Hosts remain disconnected, cluster setup?

I’m currently raplacing BitTorrent synch with Syncthing using SyncTrayzor, due to issues with Bittorent Synch (high CPU usage, long delays when hosts have been approved)

I’ve added two hosts and both scan the same folder, they both report them self as Global Discovery being OK and the Indexing of the folder is Up to Date. But the two hosts remain disconnected and they can’t see each other (last seen time is never.)

What I’ve already done:

  • Add each host (so they both know each others ID)
  • I’ve added firewall rules on both ends to allow %ProgramFiles%\SyncTrayzor\syncthing.exe to access the internet.
  • Restarted SyncTrayzor and Syncthing

Additionally I’d like to know how to setup a cluster. When adding my existing host to a new host I simply check the Introducer checkbox, will that share all the connected devices from my existing host to the new host?

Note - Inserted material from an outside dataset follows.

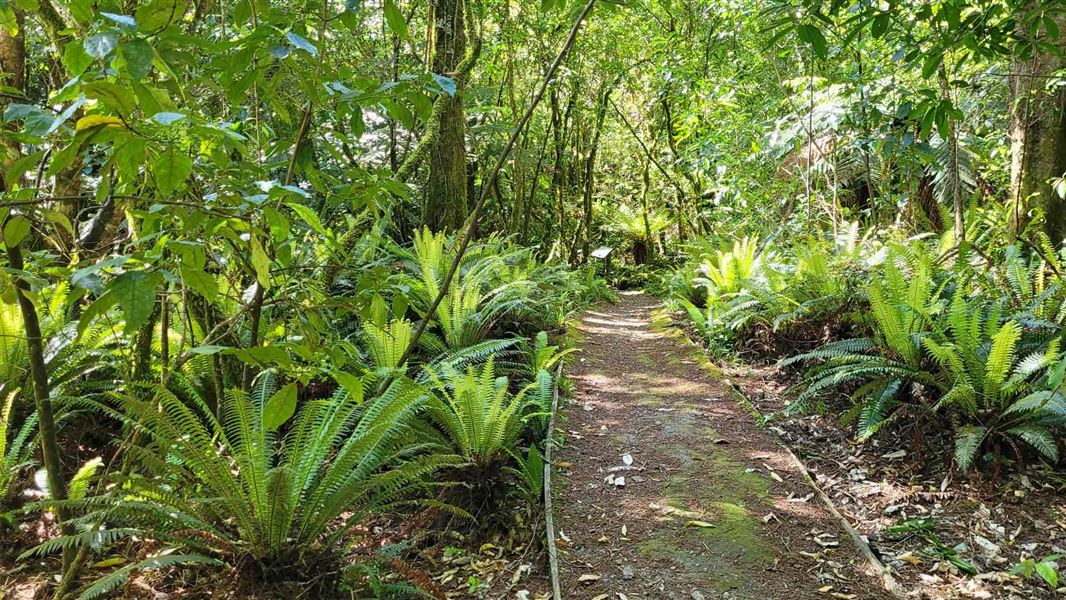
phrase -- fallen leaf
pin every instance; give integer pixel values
(909, 557)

You need to forward ports or enable UPnP, otherwise it will not be able to punch through NAT. For growing the cluster yes, ideally one device should be marked as introducer on every other device, though there js no easy wait to remove a node, and that has to be done on every device manually.

The hosts are directly connected to the WAN in a datacenter (there is no NAT or UPNP)

I’ve tried troubleshooting by looking at the settings and configuring the IP and port listening address and then setting the same setting on the connecting host (instead of using dynamic mode) (did this on both ends)

However there is still no connection…

The status tab still shows Address and then a question mark.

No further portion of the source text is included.